Monday, September 24, 2007

Huancayo, why not go?

After spending two weekends in Lima, I was itching to travel again. So, I boarded a bus to Huancayo, an Andean city seven hours northeast of Lima. Once again, I went with my friend and travel parter, Oliver.

When we chose to go to Huancayo, we intended to spend at least one day in the snowy mountains of the Cordillera Hauytapallana. Unfortunately, we didn't get to do any hiking because the (unorganized and sketchy) travel agency canceled our hike last-minute.

People say that missed opportunities can open the window to new ones, and our trip to Huancayo is an example. Determined not to let a sunny day go to waste, we rented mountain bikes and geared up with helmets from the 80's and bikes that only appeared to shift gears. Before mid-day, we were pedaling out of the high-traffic city of Huancayo and climbing toward the rural town of Cochas Chico.

In Cochas Chico, we met a 75-year-old artist named Leoncino Veli. He has been making masterpieces out of gourds for his entire life, and he has since passed the tradition down to his children and his grandchildren. The artesanos start with an ordinary dried gourd and begin to carve intricate designs with a fine chisel.
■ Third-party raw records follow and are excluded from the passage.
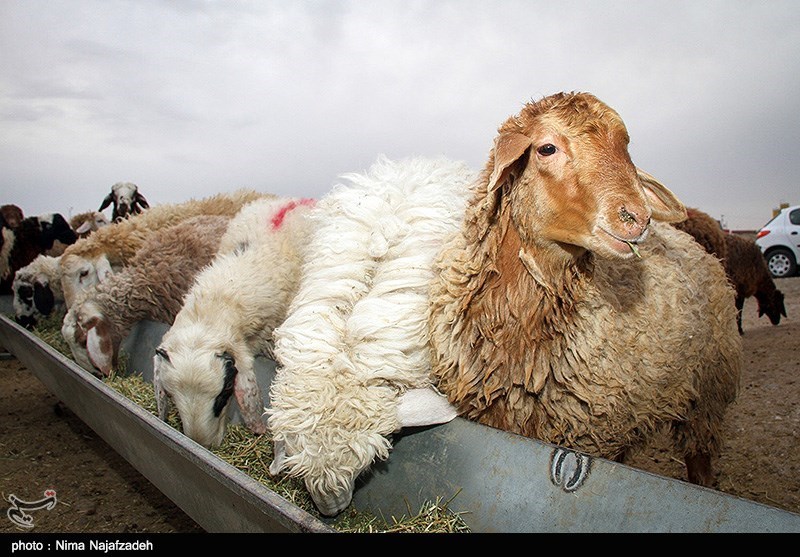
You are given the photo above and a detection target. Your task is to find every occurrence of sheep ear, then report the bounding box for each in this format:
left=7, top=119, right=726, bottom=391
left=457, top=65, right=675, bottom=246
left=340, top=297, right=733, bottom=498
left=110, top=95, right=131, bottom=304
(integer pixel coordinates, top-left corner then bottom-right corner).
left=75, top=221, right=92, bottom=234
left=636, top=168, right=687, bottom=223
left=397, top=387, right=458, bottom=428
left=233, top=355, right=267, bottom=434
left=85, top=316, right=114, bottom=376
left=98, top=193, right=114, bottom=211
left=95, top=255, right=114, bottom=282
left=488, top=132, right=532, bottom=192
left=153, top=348, right=169, bottom=422
left=134, top=191, right=150, bottom=209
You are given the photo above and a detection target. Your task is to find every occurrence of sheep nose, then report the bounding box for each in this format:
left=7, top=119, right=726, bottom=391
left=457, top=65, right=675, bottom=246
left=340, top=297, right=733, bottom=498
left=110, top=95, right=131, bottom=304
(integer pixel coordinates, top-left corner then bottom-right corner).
left=618, top=205, right=650, bottom=236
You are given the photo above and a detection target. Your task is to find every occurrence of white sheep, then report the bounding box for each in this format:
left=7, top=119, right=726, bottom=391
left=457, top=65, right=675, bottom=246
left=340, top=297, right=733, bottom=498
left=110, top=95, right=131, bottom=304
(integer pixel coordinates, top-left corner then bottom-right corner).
left=12, top=255, right=64, bottom=329
left=61, top=215, right=231, bottom=376
left=153, top=198, right=313, bottom=447
left=61, top=189, right=274, bottom=308
left=268, top=94, right=741, bottom=515
left=69, top=211, right=111, bottom=238
left=267, top=157, right=475, bottom=515
left=429, top=93, right=741, bottom=486
left=98, top=182, right=150, bottom=222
Once they have finished the carvings, they run a smoldering wooden stick over the surface to create a variety of colors. Most of the gourds are split into smaller frames, which have drawing that tell stories. Some tell bible tales, others detail the process a potato harvest, and another recounts a love story. According to Leoncio, the intricate gourds take over a month to make, and they sell for between $US 50-90.

Oliver and I spent about an hour talking with Leocino and his family-- sharing stories, food, and laughs. Meeting this family and admiring their craft was a main the highlight of our trip.